Then, figure in the fact that Mozart was not the first to use that theme- Handel’s “The Way’s of Zion do Mourn” (which you can hear a short excerpt of here), written 54 years earlier. Mozart knew his Handel- he even made his own performing version of Messiah. Handel’s text (all taken from Lamentations) depicts a whole world overcome with sadness- “The ways of Zion do mourn and she is in bitterness; all her people sigh and hang down their heads to the ground.”

So, in this opening, Mozart is already combing the personal with the universal- the terror of the one facing “my final hour” with the grief of the nation in the face of incalculable loss.

I can still remember hearing this piece for the first time- it is one of the earliest musical memories of my childhood. This very opening appeared in a dramatization of Mozart’s life for radio I heard when I was about 5. I remember thinking it was the saddest music I’d ever heard. I still feel that way- knowing where Mozart took his building blocks from doesn’t change my understanding of or reaction to the music. Sad music sounds sad– you don’t need an owner’s manual to understand it.

But, I now think I could feel, even as a naïve child hearing the piece for the first time, the presence of these quotes and these levels of meaning. This is the mystery of music- piece affects you with of all the layers of meaning in contains, whether you have the knowledge or experience to identify them or not. This theme permeates and its extrapolations, derivations and evolutions permeate the entire Requiem (including the movements supposedly written by Sussmayr). That it is not simply the notes d-c#-d-e-f but a hymn with a text and a history means that when Mozart when Mozart brings it back in the last 5 bars of the Lacrimosa as the last melodic idea of the first half of the Requiem (don’t tell me that was Sussmayr’s idea) he’s not merely creating a kind of thematic unity, but something deeper and more personal.

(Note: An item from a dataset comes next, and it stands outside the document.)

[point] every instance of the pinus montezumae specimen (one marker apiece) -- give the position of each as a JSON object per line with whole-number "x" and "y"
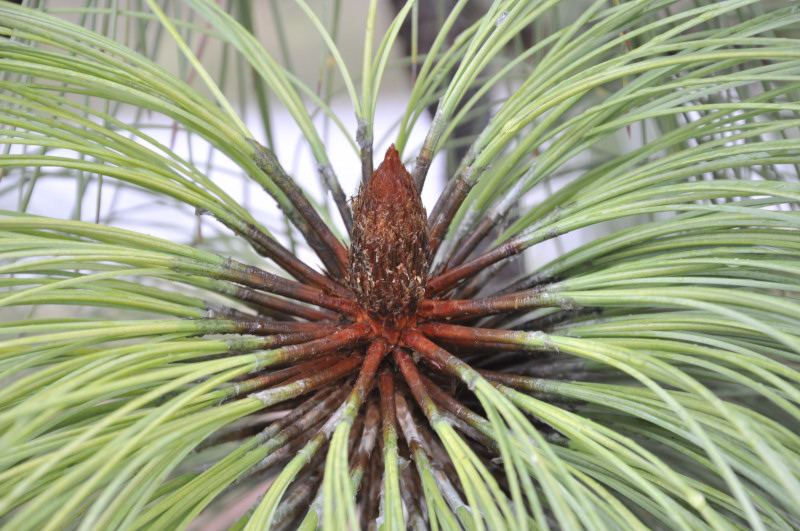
{"x": 646, "y": 378}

In fact, the other main melodic idea of the first movement, first heard in the soprano solo in bar 21 (“Te decet hymnus Deus in Zion”) is also a quote. This melody (d-f-d-d-eb-d-c-bb) also has a history. It is another Lutheran hymn “Meine seele erhebet den Herren” or “My soul doth magnify the Lord.” Bach used this melody, also called the German Magnificat, in his Cantata BWV 10, which shares the same title, but it also appears in several other Bach works. The history of this hymn goes all the way back to Gregorian chant and a family of chants known as “Pilgrim’s tones.” How appropriate then that when the chorus takes up this melody in bar 27 (when the sopranos sing “Ex audie orationem meam”), Mozart sets the text as a perfect imitation of a Bach-ian chorale prelude. I’ve even considered using a childrens chorus to double the women here for that very reason.

On top of this, Mozart was NOT the first composer to use this hymn for the “Te decet..” (the Latin here means “A hymn, O God, beckoneth Thee in Zion, And a vow shall be made to Thee in Jerusalem- “Hear My Payer…”). Michael Haydn did so in his Requiem, which Mozart sang as a chorister in his youth. You can hear the excerpt here. Haydn’s treatment is freer, but it’s definitely the same material. What does it mean? Is it a simple shout out to a fellow-Requiem master, a short-cut from a composer who was desperate to meet a deadline? I don’t think so, but to guess at the motivations of a genius like Mozart is foolish. All I can say with certainty is that there is more here than meets the eye, or the ear.